Na sombra do medo, a política tende a receber um voto mais crítico nas eleições deste ano e na de 2022. Os partidos olham com lupa o estado d’alma da sociedade. Mais pistas: o governo deve ampliar e reforçar o cobertor social com o programa Renda Brasil para as margens, a partir do Nordeste.
Digamos que se repartam os recursos do Programa entre as classes sociais. Como agirão as periferias das grandes cidades? Só o Estado de São Paulo tem 46 milhões de eleitores. Como atenderá a essas massas? Outro elemento decisivo, as classes médias. Lembremos a imagem da pedra jogada no meio do lago: as marolas correm até a beira. As classes C, D e E poderão ser influenciadas.
Nesse meio da pirâmide emerge a forte expressão dos profissionais liberais, cujo discurso flui para toda a sociedade. São fontes qualificadas, porta-vozes, difusores de mídias sociais, que vocalizam o pensamento social. As classes médias, por volta de 50% da população, tendem a ser mais críticas e de oposição.

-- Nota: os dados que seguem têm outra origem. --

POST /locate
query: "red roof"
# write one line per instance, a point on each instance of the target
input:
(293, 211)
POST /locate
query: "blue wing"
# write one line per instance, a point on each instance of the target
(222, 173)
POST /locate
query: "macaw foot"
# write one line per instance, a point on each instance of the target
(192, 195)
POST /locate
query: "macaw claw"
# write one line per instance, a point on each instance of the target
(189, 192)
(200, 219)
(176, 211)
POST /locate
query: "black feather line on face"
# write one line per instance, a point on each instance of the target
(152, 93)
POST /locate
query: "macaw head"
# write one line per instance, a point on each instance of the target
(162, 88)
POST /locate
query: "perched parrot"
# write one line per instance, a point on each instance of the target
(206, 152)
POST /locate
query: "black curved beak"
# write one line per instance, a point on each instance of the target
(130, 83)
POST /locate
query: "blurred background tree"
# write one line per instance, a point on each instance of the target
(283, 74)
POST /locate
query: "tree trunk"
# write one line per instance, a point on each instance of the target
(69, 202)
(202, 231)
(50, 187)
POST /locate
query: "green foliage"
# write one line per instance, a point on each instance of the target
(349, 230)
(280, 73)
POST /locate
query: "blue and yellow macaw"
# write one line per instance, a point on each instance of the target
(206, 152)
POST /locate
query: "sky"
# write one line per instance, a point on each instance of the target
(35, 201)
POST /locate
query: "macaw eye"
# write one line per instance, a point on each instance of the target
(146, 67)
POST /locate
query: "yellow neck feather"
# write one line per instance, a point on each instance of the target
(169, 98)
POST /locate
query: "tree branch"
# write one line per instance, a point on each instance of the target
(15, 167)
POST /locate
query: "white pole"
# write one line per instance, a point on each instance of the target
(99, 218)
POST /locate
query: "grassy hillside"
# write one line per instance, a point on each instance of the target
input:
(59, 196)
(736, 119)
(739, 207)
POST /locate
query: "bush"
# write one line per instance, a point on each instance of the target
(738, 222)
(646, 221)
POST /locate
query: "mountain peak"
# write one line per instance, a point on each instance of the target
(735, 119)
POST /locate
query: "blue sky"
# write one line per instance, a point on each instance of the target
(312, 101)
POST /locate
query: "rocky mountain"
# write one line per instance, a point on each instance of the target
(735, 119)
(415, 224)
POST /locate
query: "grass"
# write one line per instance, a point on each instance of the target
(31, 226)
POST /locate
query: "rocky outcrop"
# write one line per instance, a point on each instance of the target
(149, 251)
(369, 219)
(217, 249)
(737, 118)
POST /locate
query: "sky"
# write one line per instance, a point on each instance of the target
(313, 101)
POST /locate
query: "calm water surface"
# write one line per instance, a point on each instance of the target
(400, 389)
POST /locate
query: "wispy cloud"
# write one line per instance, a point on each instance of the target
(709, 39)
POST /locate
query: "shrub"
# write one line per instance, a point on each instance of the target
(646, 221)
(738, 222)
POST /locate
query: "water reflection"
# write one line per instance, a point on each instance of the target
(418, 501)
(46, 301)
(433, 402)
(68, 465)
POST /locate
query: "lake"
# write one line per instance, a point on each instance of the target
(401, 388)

Portanto, os centristas terão importância fundamental no processo político em transição. Reforço esse termo – transição. Não há condições sociais e políticas de duas alas segurarem o cabo de guerra – esquerda e direita. Assim, a polarização caminha para o arrefecimento. O eleitorado está saturado de abordagens de baixo nível e querelas tomadas pelo ódio. O Brasil carece de esforço suprapartidário para vencer as batalhas sanitária, econômica e política.
Além disso, por descrédito na política, uma intensa organicidade se desenvolve. As pessoas procuram centros de referência – associações, sindicatos, movimentos, grupos de ação. Milhares de centrinhos sociais se formam em novos polos de poder.
Infere-se então que o fisiológico Centrão, agora com 160 deputados, não terá tanta força de voto no centro da pirâmide e nos centrinhos pelo país. A nova ordem tira a força de negociatas que tratam de quarentenas para juízes. No caso, enxerga-se uma quarentena de 8 anos para uma eventual candidatura do juiz Sérgio Moro à Presidência da República. Ora, o eleitor que decida.
Se o Centrão formar ao lado do presidente, o governo ganhará desenvoltura no Congresso para evitar fantasmas que o assombram? A certeza é: precisará redobrar esforços para afastar horizontes sombrios que ameaçam a elevação do Brasil no concerto das Nações.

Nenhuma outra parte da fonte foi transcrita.